I’m not, as a rule, squeamish about bugs and similar critters. I have two boys, and have always enjoyed discovering with them what lives inside rotted logs and under rocks. Son1 once found a praying mantis in the hedge, and fearing the coming frost of late October, brought her inside. We set up a lovely terrarium, purchased crickets for her meals, and enjoyed her company until the following spring.
I regularly capture bugs and spiders inside the house and release them to the great outdoors.
The only bugs I go out of my way to kill (squish, DESTROY!) are those insects that damage the garden. My spring days are spent hunting down and squishing the cutworms who seem to take delight in chopping down my green bean seedlings. While digging in the garden, I collect all the Japanese Beetle grubs I can, and feed them to the chickens. If I’m feeling lazy, I just squish the buggers between my fingers. (This always reminds me of the scene from Lion King when Timon mentions a “cream filling", *giggle*.)

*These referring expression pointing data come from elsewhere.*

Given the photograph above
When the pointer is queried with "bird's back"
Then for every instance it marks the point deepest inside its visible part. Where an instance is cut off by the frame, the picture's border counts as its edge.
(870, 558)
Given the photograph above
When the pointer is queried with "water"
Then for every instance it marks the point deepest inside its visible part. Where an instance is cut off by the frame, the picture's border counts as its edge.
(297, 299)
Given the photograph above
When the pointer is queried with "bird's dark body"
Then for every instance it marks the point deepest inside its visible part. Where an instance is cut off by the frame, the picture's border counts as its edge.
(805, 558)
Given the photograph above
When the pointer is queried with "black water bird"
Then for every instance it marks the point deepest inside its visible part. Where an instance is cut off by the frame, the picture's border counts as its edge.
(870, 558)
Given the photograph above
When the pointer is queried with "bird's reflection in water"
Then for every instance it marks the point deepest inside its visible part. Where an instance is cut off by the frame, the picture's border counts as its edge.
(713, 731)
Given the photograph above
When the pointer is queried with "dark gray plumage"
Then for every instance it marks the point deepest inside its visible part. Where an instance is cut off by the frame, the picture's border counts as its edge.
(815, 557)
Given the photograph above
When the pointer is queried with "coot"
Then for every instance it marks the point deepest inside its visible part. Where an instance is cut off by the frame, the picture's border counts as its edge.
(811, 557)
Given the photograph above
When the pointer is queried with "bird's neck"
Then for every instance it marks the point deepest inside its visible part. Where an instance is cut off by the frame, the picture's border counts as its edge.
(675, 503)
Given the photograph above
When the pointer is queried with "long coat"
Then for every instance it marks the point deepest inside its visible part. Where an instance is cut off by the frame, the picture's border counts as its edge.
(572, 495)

A few days ago, whilst checking out the tomato plants, and rubbing my hands with glee at the coming bounty, I witnessed a sight that struck horror in my soul. Well, maybe not horror, but a definite case of heebie-jeebies. Branches stripped of their foliage, and little mounds of excrement on a few leaves. I knew what this meant.

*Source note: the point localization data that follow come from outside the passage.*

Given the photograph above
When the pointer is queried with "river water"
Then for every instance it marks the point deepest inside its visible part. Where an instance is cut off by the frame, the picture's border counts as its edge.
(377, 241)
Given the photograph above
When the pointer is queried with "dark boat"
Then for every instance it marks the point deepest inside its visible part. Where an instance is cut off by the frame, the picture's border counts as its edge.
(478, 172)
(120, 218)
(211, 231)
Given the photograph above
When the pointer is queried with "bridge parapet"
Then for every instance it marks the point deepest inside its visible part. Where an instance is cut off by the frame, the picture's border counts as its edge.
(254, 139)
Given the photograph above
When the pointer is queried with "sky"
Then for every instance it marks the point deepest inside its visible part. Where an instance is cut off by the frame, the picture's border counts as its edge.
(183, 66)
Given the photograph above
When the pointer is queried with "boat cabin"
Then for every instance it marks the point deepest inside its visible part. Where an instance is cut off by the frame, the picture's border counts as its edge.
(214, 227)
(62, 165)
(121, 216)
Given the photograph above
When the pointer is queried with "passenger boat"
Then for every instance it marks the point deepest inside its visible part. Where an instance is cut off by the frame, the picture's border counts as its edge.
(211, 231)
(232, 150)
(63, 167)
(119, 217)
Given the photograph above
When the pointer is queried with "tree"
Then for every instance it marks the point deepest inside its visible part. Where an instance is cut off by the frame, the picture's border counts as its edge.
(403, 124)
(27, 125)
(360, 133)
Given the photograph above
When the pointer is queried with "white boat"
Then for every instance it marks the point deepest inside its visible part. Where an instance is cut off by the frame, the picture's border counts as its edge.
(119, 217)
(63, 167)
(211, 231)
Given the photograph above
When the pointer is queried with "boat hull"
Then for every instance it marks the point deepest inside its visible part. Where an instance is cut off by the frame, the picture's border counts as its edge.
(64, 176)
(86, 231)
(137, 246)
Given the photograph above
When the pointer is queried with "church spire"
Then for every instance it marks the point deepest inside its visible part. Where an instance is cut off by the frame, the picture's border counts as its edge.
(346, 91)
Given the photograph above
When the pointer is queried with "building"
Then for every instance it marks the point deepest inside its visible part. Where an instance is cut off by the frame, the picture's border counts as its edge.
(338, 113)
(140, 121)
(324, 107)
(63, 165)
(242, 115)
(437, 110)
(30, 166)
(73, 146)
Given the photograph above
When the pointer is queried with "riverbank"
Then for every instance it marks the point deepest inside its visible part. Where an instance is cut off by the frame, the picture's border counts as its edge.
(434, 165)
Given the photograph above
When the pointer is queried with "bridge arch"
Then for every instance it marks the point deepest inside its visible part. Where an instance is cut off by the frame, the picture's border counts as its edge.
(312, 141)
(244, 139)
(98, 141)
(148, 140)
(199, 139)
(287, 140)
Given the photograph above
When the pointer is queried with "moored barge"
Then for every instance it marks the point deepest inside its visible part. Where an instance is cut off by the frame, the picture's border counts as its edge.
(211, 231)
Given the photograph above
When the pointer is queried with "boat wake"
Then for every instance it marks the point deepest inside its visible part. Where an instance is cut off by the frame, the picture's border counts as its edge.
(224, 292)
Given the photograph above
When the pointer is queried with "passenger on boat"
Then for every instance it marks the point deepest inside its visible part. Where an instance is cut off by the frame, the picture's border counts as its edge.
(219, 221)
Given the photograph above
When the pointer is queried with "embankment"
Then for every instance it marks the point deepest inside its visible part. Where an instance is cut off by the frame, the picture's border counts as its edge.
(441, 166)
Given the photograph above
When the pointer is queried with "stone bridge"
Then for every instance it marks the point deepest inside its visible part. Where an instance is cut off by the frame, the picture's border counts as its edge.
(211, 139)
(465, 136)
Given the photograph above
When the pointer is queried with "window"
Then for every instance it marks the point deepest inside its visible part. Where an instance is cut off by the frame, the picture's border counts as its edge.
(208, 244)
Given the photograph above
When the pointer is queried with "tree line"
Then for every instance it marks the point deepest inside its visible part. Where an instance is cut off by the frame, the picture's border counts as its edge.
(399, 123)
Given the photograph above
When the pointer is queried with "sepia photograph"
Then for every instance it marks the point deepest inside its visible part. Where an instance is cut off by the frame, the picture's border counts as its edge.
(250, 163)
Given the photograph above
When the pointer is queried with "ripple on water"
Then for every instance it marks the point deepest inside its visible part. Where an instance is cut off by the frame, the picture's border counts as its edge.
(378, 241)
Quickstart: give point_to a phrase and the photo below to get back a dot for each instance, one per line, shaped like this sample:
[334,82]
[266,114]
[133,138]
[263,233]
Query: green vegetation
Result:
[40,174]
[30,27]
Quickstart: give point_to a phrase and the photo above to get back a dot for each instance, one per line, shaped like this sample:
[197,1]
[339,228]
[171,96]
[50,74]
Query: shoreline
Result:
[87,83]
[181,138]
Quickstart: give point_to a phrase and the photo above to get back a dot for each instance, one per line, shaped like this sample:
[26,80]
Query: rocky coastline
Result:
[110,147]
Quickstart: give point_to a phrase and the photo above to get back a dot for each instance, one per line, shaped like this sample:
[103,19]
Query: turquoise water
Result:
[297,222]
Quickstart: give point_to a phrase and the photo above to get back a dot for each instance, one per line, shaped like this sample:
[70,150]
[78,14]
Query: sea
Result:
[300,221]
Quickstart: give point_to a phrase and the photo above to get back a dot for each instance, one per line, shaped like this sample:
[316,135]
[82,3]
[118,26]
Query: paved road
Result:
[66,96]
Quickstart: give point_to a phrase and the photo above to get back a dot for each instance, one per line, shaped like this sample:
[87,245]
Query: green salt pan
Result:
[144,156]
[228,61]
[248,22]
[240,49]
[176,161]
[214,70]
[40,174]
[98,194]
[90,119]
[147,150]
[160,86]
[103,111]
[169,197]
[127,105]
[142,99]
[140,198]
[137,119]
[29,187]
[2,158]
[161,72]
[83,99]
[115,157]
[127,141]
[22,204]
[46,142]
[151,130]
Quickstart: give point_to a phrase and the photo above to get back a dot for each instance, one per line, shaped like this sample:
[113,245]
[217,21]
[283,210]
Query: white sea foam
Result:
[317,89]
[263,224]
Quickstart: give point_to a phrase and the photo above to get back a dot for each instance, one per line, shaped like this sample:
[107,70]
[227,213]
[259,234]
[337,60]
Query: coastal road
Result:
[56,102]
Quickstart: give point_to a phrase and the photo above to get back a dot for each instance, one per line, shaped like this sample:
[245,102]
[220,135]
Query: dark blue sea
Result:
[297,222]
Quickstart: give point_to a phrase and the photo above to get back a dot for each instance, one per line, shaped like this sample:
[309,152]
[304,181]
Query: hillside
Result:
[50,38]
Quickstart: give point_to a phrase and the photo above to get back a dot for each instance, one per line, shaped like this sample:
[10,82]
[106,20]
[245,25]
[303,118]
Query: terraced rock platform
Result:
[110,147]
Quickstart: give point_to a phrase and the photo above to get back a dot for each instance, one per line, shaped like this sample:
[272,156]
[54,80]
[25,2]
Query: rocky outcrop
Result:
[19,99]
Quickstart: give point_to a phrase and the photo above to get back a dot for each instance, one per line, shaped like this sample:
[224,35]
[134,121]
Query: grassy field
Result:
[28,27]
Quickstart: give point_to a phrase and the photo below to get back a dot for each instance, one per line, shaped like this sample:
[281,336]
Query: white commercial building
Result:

Tobacco Hornworms, aka ewwww, gross! Ginormous caterpillars that chomp the leaves with their non-horny *giggle* ends, and poop out green goo from their horny ends *snort* . (I’ll stop now.)
What do these slimy (not really) disgusting things have to do with my opening sentence? I’ll tell you. I have a deep, visceral resistance to touching the Hornworms. They are just too damn big. Firm, yet slightly squishy. And they grip the plant with steel talons (not really) so it’s not just a matter of knocking them off. It takes at least a thumb and one finger, sometimes two, and considerable force, to dislodge the b**tards. And then they rear up as if to attack! OMG that’s scary.

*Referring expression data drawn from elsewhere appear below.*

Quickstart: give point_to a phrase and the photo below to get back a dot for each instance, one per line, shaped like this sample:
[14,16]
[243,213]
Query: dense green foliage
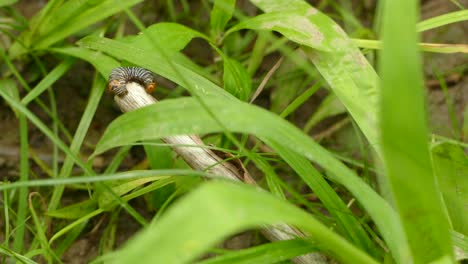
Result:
[407,206]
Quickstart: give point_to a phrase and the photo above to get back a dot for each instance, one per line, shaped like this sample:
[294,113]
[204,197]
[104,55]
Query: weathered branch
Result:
[200,158]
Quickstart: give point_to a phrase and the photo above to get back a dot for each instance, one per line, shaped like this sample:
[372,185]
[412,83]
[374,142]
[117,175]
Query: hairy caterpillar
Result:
[120,76]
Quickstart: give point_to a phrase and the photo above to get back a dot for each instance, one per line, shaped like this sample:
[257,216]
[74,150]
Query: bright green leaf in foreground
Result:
[451,167]
[223,209]
[186,116]
[404,137]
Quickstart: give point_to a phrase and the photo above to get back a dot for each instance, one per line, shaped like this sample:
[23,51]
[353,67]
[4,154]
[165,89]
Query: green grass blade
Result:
[184,116]
[442,20]
[350,76]
[428,47]
[103,63]
[451,167]
[293,25]
[220,15]
[212,208]
[267,253]
[51,78]
[90,16]
[236,79]
[18,243]
[347,224]
[404,138]
[90,110]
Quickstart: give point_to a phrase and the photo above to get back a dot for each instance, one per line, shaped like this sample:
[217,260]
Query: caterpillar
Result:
[120,76]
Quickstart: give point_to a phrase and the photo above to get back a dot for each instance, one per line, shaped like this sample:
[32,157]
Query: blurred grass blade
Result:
[220,15]
[429,47]
[170,37]
[404,138]
[346,222]
[103,63]
[348,73]
[268,253]
[7,2]
[20,258]
[330,106]
[451,167]
[47,81]
[442,20]
[64,20]
[9,86]
[212,207]
[292,25]
[157,121]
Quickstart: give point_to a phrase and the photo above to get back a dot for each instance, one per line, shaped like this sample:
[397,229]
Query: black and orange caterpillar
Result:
[120,76]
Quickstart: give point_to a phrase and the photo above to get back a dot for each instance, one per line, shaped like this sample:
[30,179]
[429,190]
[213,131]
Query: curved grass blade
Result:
[186,116]
[268,253]
[212,207]
[442,20]
[403,129]
[349,74]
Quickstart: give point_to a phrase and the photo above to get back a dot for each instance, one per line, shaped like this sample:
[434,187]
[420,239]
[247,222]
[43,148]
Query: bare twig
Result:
[206,160]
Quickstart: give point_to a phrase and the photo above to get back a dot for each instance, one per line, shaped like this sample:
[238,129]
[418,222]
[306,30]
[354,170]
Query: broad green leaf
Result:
[171,37]
[347,224]
[442,20]
[403,129]
[105,199]
[293,25]
[212,207]
[236,79]
[330,106]
[348,73]
[74,211]
[451,167]
[267,253]
[185,116]
[221,14]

I’m not alone in my fight, however. For there is within the wild kingdom of insects a species of beneficial wasps who need to find a nice place to grow their babies.
Those white pellet-y things are the pupae of the wasps, parasitizing the life out of the Hornworm (huzzah!).
The caterpillars covered with their little friends I leave in place, figuring more beneficial wasps will be the result.
The caterpillars without little friends I scrap off into a container, take them out to the road, and drop a brick on their sorry asses.
Side note: the chickens won't touch the Hornworms, and, in fact, flee in terror.